= Ian Fergusson =

British meteorologist and marine biologist

Ian Kenneth Fergusson is a BBC Weather Presenter, Fellow of the Royal Meteorological Society and a Chartered Biologist specialising on sharks, especially species inhabiting the Mediterranean Sea.

Fergusson works for the BBC (British Broadcasting Corporation) presenting TV weather on regional TV news programme BBC Points West, BBC Local Radio and forecasting for BBC's Formula One multimedia coverage. He maintains a dedicated Twitter feed throughout each F1 race weekend, providing circuit-specific forecasts (@fergieweather). He was presenter for two BBC ONE documentaries – "Wild Weather" – in 2011 and 2013. In 2013, he was elected as a Fellow of the Royal Meteorological Society (FRMetS).

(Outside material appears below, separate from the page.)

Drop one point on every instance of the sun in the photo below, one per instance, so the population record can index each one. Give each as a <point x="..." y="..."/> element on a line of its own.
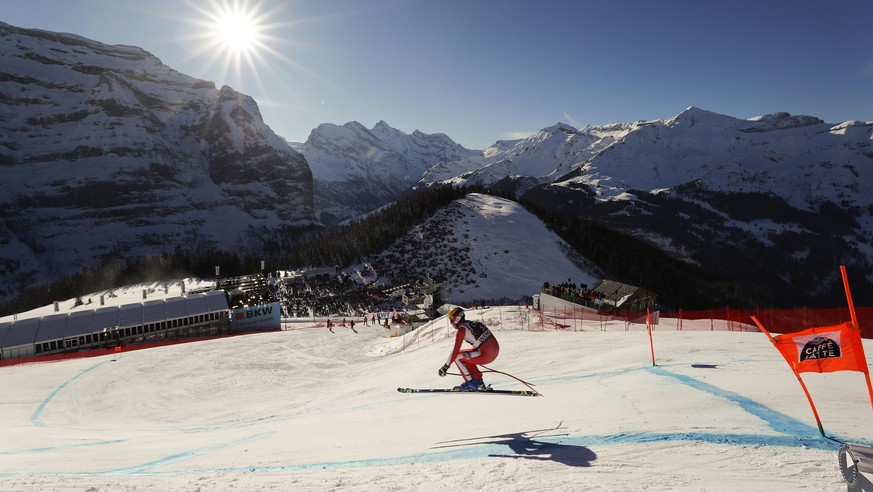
<point x="236" y="30"/>
<point x="241" y="42"/>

He has authored or co-authored a number of papers in marine biological science journals since 1993. Much of his research has focussed on biology of the great white shark in Mediterranean and north-eastern Atlantic waters.

A dedicated marine conservationist, Fergusson was a founding trustee, inaugural chairman and now a patron of the Shark Trust, a wildlife charity formed in 1997 and based in Plymouth, UK. Since 1994, he has served as a member of the IUCN (World Conservation Union) Shark Specialist Group, assisting with preparation of Red List status accounts. He is professionally qualified as a Chartered Biologist (CBiol) and member (MRSB) of the Royal Society of Biology.

He has worked on and appeared in various TV documentaries about sharks since the early 1990s and is credited as scientific advisor for the Emmy-awarded 1995 production Great White Shark: A Wildlife Special, co-produced by the BBC with National Geographic.

In 2007 Fergusson won a Craft Award for camerawork from the Royal Television Society in Bristol.